Paper 1: Impact of Enterprise AI Chatbot Characteristics on Employees'' Continued Use Intention: Focused on Sociotechnical Systems Theory and TAM, Hong Se-min, Kim Ha-yeon, Lee Sang-woo, 2025
Paper 2: Impact of Informal Language Style of E-commerce Chatbots in Cultural Industry Context on User Continued Use Intention, Lee Ga-ho, Lee Jong-hyun, 2025

Paper 1 (Hong et al., 2025): moves from customer-facing chatbot research to "internally-facing" enterprise chatbots — redefining chatbots not as simple Q&A tools but as "Enterprise Knowledge Assistants" supporting business strategy sharing and decision-making.
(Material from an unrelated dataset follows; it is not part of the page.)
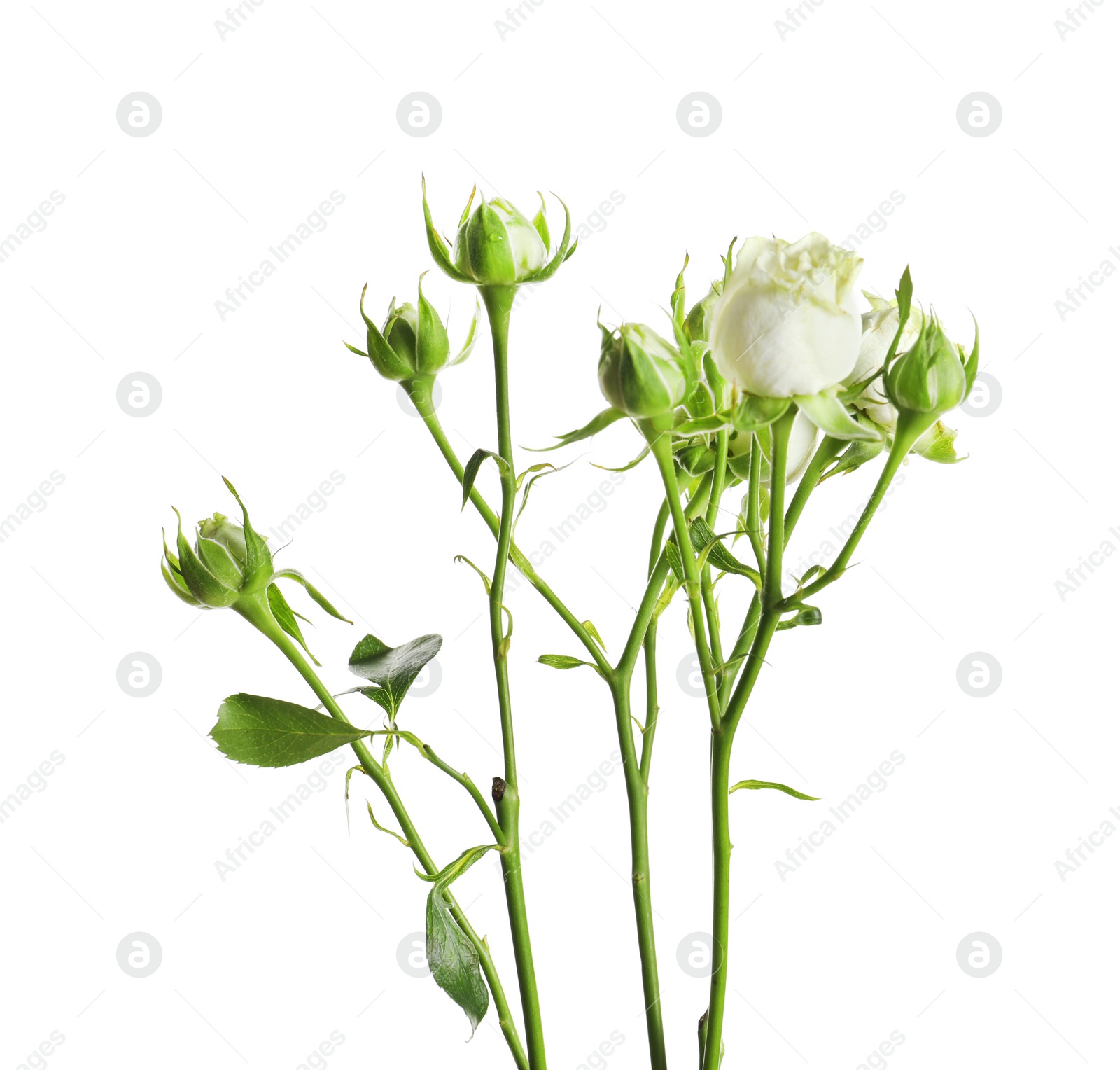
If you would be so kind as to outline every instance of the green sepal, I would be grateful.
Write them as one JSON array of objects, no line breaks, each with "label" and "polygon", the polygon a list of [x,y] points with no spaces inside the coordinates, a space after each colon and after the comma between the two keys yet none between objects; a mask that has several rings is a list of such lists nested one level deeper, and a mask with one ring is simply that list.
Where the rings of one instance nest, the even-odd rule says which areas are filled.
[{"label": "green sepal", "polygon": [[497,462],[498,471],[503,476],[510,474],[510,465],[506,464],[504,457],[494,453],[492,449],[483,449],[479,447],[472,455],[470,459],[467,462],[466,467],[463,469],[463,505],[459,506],[461,512],[467,508],[467,502],[470,501],[470,491],[475,485],[475,480],[478,476],[478,469],[483,466],[483,462],[487,457],[493,457]]},{"label": "green sepal", "polygon": [[253,530],[253,525],[249,521],[249,510],[234,485],[225,476],[222,476],[222,481],[241,506],[241,525],[245,532],[245,579],[241,586],[241,593],[255,594],[258,590],[263,590],[272,581],[272,553],[265,546],[264,539]]},{"label": "green sepal", "polygon": [[[424,229],[428,233],[428,250],[431,252],[432,260],[436,261],[437,267],[445,273],[450,276],[457,282],[474,282],[474,279],[469,275],[464,273],[454,263],[451,263],[451,253],[447,248],[447,242],[440,236],[439,232],[436,230],[436,224],[431,221],[431,210],[428,207],[428,182],[421,175],[420,176],[420,190],[421,198],[423,201],[423,221]],[[475,196],[474,189],[470,190],[470,199],[473,201]],[[466,221],[467,215],[470,213],[470,201],[467,202],[466,212],[463,213],[464,218],[460,221],[460,225]]]},{"label": "green sepal", "polygon": [[[553,194],[553,196],[556,197],[556,194]],[[572,243],[570,249],[568,248],[568,242],[571,241],[571,213],[568,211],[568,205],[566,205],[563,201],[559,197],[557,197],[557,201],[560,201],[560,204],[563,206],[563,238],[560,239],[560,244],[557,246],[556,255],[539,271],[526,276],[523,279],[525,282],[543,282],[545,279],[551,279],[552,276],[554,276],[560,269],[560,264],[568,260],[568,258],[576,251],[576,243]],[[547,243],[544,248],[548,249]]]},{"label": "green sepal", "polygon": [[731,412],[731,426],[740,434],[760,431],[778,417],[785,416],[791,406],[788,398],[759,398],[744,394]]},{"label": "green sepal", "polygon": [[534,454],[545,454],[550,449],[559,449],[561,446],[570,446],[572,443],[581,441],[585,438],[590,438],[592,435],[598,435],[606,427],[610,427],[612,424],[617,420],[625,419],[626,413],[622,409],[615,409],[614,407],[609,409],[604,409],[597,416],[592,417],[591,420],[585,424],[579,430],[568,431],[567,435],[558,435],[557,438],[560,439],[553,446],[538,446],[533,448],[531,446],[523,447],[529,453]]},{"label": "green sepal", "polygon": [[217,748],[244,765],[298,765],[371,733],[326,714],[262,695],[231,695],[211,728]]},{"label": "green sepal", "polygon": [[344,624],[353,624],[354,622],[348,617],[343,616],[323,595],[310,584],[302,573],[295,568],[281,568],[280,571],[276,574],[274,579],[293,579],[299,584],[309,595],[311,601],[324,612],[329,613],[336,621],[342,621]]},{"label": "green sepal", "polygon": [[[804,799],[806,802],[820,802],[819,795],[806,795],[803,791],[796,791],[788,784],[780,784],[772,780],[740,780],[737,784],[731,787],[731,791],[739,791],[740,789],[746,789],[747,791],[762,791],[764,788],[773,788],[775,791],[784,791],[787,795],[793,795],[794,799]],[[728,792],[728,794],[731,793]]]},{"label": "green sepal", "polygon": [[877,430],[853,420],[834,393],[799,394],[793,400],[809,420],[832,438],[870,443],[883,437]]},{"label": "green sepal", "polygon": [[[689,254],[684,254],[684,263],[676,275],[676,283],[673,287],[672,297],[669,299],[669,307],[672,310],[673,325],[681,332],[680,337],[684,337],[684,269],[689,266]],[[685,339],[687,342],[688,339]]]},{"label": "green sepal", "polygon": [[[878,425],[864,412],[856,412],[855,419],[870,430],[877,430],[878,428]],[[857,468],[866,465],[869,460],[874,460],[878,457],[886,446],[886,436],[881,434],[878,435],[875,441],[868,439],[850,443],[848,448],[840,454],[828,471],[824,472],[821,476],[821,481],[823,482],[824,480],[829,480],[834,475],[841,475],[846,472],[855,472]]]},{"label": "green sepal", "polygon": [[676,579],[679,586],[684,586],[684,561],[681,558],[681,549],[675,542],[665,543],[665,560],[669,561],[669,568]]},{"label": "green sepal", "polygon": [[969,354],[969,359],[964,360],[964,348],[961,347],[961,362],[964,364],[964,397],[969,397],[972,393],[972,387],[977,381],[977,372],[980,371],[980,324],[977,323],[977,317],[972,317],[972,323],[976,324],[976,341],[972,343],[972,352]]},{"label": "green sepal", "polygon": [[[175,506],[171,506],[175,509]],[[176,532],[176,549],[179,551],[179,573],[190,593],[205,606],[221,608],[233,605],[237,599],[237,592],[231,590],[207,571],[206,566],[198,559],[190,543],[183,534],[183,518],[179,511],[175,510],[175,515],[179,520]]]}]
Despite rapid growth in conversational AI, enterprise adoption paradoxically creates productivity declines due to employee distrust (hallucination concerns) and job threat perceptions. Research framework: Sociotechnical Systems Theory (examining how social and technical factors interact in organizational systems) + Technology Acceptance Model (TAM, perceived usefulness and ease of use). Key findings: technical reliability (accuracy, hallucination reduction) and system quality (response speed, integration capability) directly affect perceived usefulness, which drives continued use intention; social factors (management support, colleague influence, organizational culture) moderate the technology acceptance process — technically superior chatbots can fail if organizational context doesn''t support adoption. Paper 2 (Lee & Lee, 2025): informal language style defined as general, familiar, casual, colloquial characteristics. When chatbots use friendly expressions and humorous responses (e.g., "this product is super popular!"), users perceive this as human-like communication rather than machine output — prioritizing emotional values (warmth, friendliness) over instrumental values (intelligence, accuracy). Key finding: informal language style positively affects continued use intention in cultural industry (entertainment, fashion, lifestyle) contexts — but the effect is moderated by user characteristics and cultural context; highly task-oriented users may prefer formal precision over casual warmth. Cross-paper insight: chatbot adoption depends on matching language style and technical capability to the specific use context — enterprise knowledge work requires accuracy and reliability signals; cultural industry e-commerce benefits from warmth and relatability signals.